Une plainte contre X a été déposée auprès de la brigade de gendarmerie de Lodève, ces derniers jours et une enquête est en cours, après le traçage nocturne de graffitis à la peinture rouge sur une importante surface d’un mur séparant l’entrée de l’hôpital de la ville et le lycée.

C’est le propriétaire des lieux vandalisés qui a porté plainte. Les graffitis tracés avec une bombe de peinture devraient être nettoyés par les employés municipaux. Deux messages curieux, assez incompréhensibles ont été écrits en grosses lettres : le premier, « Plus facile de désintégrer un atome qu’un préjugé,  > oups »  et le second, « J’ai le droit d’exiger l’obéissance, parce que mes ordres sont raisonnables »…

Il s’agit d’un extrait d’œuvres du physicien Albert Einstein et d’Antoine de Saint-Exupéry.

Qui est visé ? Et pourquoi ?

Les deux questions que se posent les gendarmes en charge de l’enquête, c’est de déterminer qui est visé ? Et pourquoi, à savoir quel est le mobile de ces messages ? Deux hypothèses. La solution pourrait se trouver parmi un ou des lycéens. En effet, régulièrement, des élèves sont chassés de l’accueil de l’hôpital mitoyen, notamment à l’heure du déjeuner, où ils envahissent le rez-de-chaussée pour se servir en sandwiches, en boissons et friandises aux distributeurs réservés aux patients, à leur famille qui leur rendent visite et au personnel de l’hôpital.

Climat délétère

Selon nos informations, l’intrusion récurrente de groupes de lycéens perturberait le fonctionnement de l’accueil, à cause notamment des bruits néfastes imposés aux malades et aux retraités. Mais, les contenus des messages laissent perplexes les enquêteurs : ont-ils été rédigés par des adolescents ? Ou plutôt par des adultes ?

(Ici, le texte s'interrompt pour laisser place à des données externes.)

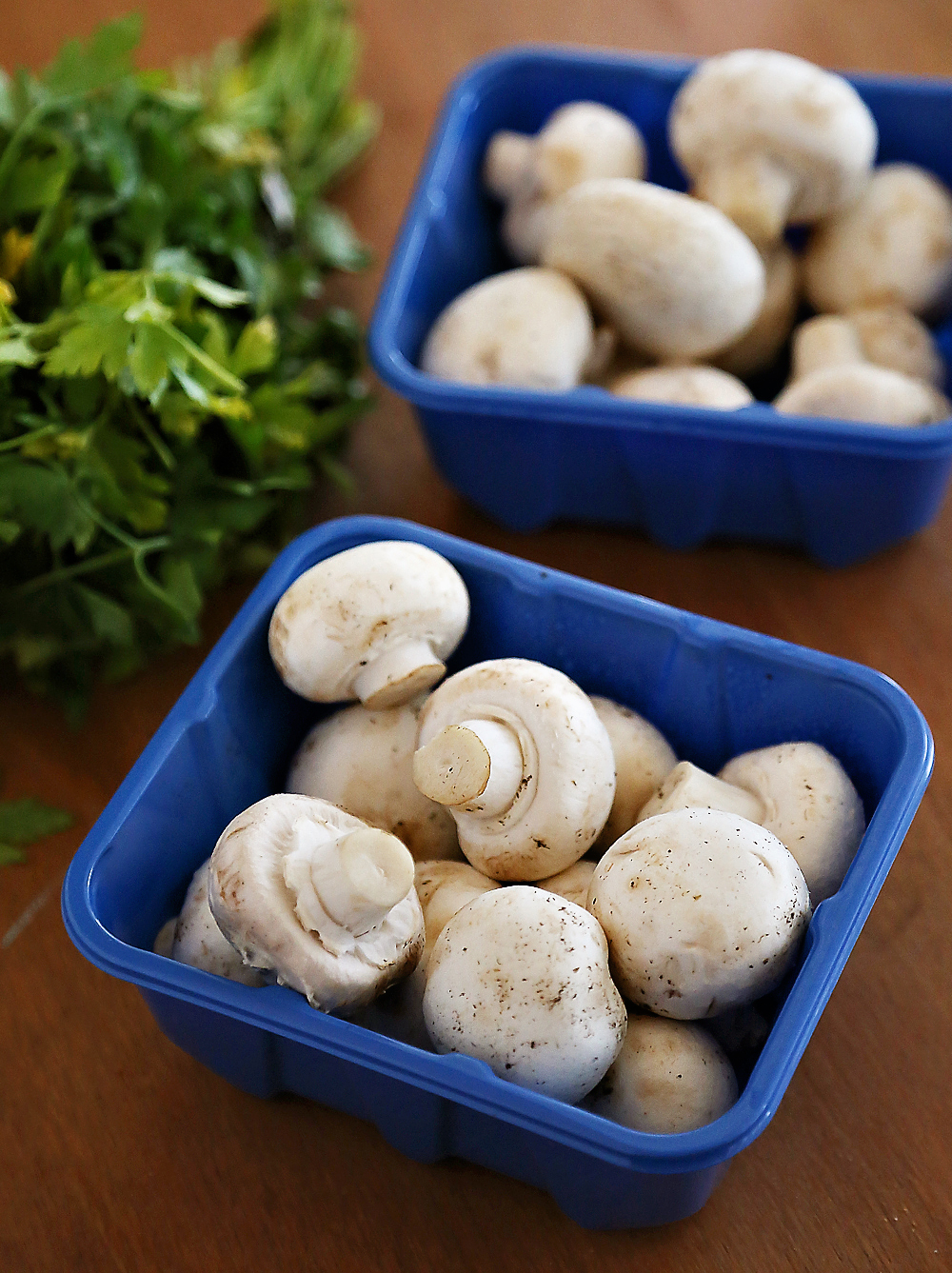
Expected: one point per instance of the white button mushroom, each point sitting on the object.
(891, 336)
(891, 246)
(517, 752)
(200, 943)
(831, 374)
(643, 759)
(443, 888)
(571, 883)
(578, 143)
(520, 979)
(764, 339)
(675, 276)
(690, 786)
(771, 139)
(864, 392)
(886, 335)
(506, 162)
(373, 623)
(669, 1076)
(691, 385)
(363, 763)
(312, 892)
(809, 804)
(703, 911)
(527, 328)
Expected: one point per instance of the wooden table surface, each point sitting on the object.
(117, 1151)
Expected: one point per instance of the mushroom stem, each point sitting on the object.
(476, 766)
(690, 786)
(355, 879)
(754, 191)
(397, 673)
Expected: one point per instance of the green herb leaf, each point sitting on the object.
(22, 822)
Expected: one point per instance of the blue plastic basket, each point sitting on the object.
(713, 688)
(838, 489)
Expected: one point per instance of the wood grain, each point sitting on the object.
(119, 1152)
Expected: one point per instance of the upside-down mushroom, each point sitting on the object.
(520, 979)
(518, 755)
(313, 894)
(372, 623)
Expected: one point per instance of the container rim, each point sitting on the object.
(588, 405)
(465, 1080)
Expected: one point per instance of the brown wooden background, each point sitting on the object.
(119, 1152)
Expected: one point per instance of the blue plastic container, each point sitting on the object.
(713, 688)
(839, 490)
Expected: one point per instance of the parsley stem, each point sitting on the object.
(13, 443)
(89, 566)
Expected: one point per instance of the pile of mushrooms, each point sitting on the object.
(506, 867)
(664, 297)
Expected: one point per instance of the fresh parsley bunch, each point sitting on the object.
(169, 382)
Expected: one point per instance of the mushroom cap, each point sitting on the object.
(675, 276)
(863, 392)
(691, 385)
(363, 763)
(891, 246)
(567, 769)
(891, 336)
(581, 142)
(520, 979)
(571, 883)
(809, 804)
(374, 623)
(643, 759)
(690, 786)
(443, 888)
(255, 907)
(201, 944)
(527, 328)
(669, 1076)
(808, 123)
(703, 911)
(764, 339)
(524, 228)
(506, 166)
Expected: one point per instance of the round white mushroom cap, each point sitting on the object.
(201, 944)
(673, 275)
(363, 763)
(506, 163)
(525, 328)
(891, 336)
(809, 804)
(690, 786)
(312, 892)
(571, 883)
(771, 139)
(864, 392)
(518, 754)
(762, 341)
(373, 623)
(891, 246)
(445, 888)
(691, 385)
(520, 979)
(669, 1076)
(578, 143)
(703, 911)
(643, 759)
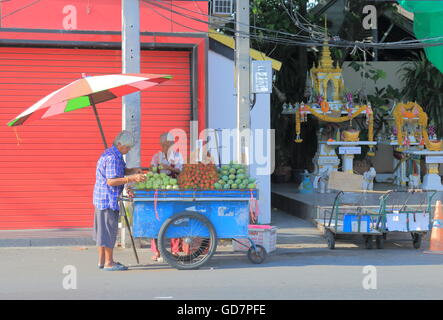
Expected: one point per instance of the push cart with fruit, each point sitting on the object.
(198, 218)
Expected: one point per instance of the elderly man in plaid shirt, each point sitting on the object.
(111, 176)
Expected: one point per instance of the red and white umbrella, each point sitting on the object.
(85, 92)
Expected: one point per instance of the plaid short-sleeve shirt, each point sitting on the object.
(110, 165)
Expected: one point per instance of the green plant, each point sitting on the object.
(423, 84)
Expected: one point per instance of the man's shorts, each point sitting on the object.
(105, 227)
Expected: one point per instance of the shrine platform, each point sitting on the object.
(312, 206)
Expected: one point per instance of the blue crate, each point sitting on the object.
(349, 219)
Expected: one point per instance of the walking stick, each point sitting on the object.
(122, 208)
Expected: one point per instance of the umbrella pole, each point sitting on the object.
(99, 123)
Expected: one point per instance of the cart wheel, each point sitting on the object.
(380, 242)
(196, 232)
(330, 238)
(258, 255)
(416, 240)
(368, 242)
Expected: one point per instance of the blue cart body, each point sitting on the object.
(227, 210)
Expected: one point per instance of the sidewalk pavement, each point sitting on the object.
(293, 233)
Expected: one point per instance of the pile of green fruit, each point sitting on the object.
(234, 176)
(155, 180)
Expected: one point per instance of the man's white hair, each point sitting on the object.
(125, 138)
(166, 137)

Dans l’hypothèse où il s’agit d’un ou d’adultes, une autre piste serait exploitée : un climat délétère perdure dans des services de l’hôpital de Lodève, où du personnel mettent en cause le directeur pour sa gestion humaine et professionnelle jugée insupportable. Le mystère reste entier, les investigations se poursuivent…

Le premier message tracé sur le mur entre l’hôpital et le lycée de Lodève. Photo Métropolitain.
Le second message, tout aussi mystérieux. Photo Métropolitain.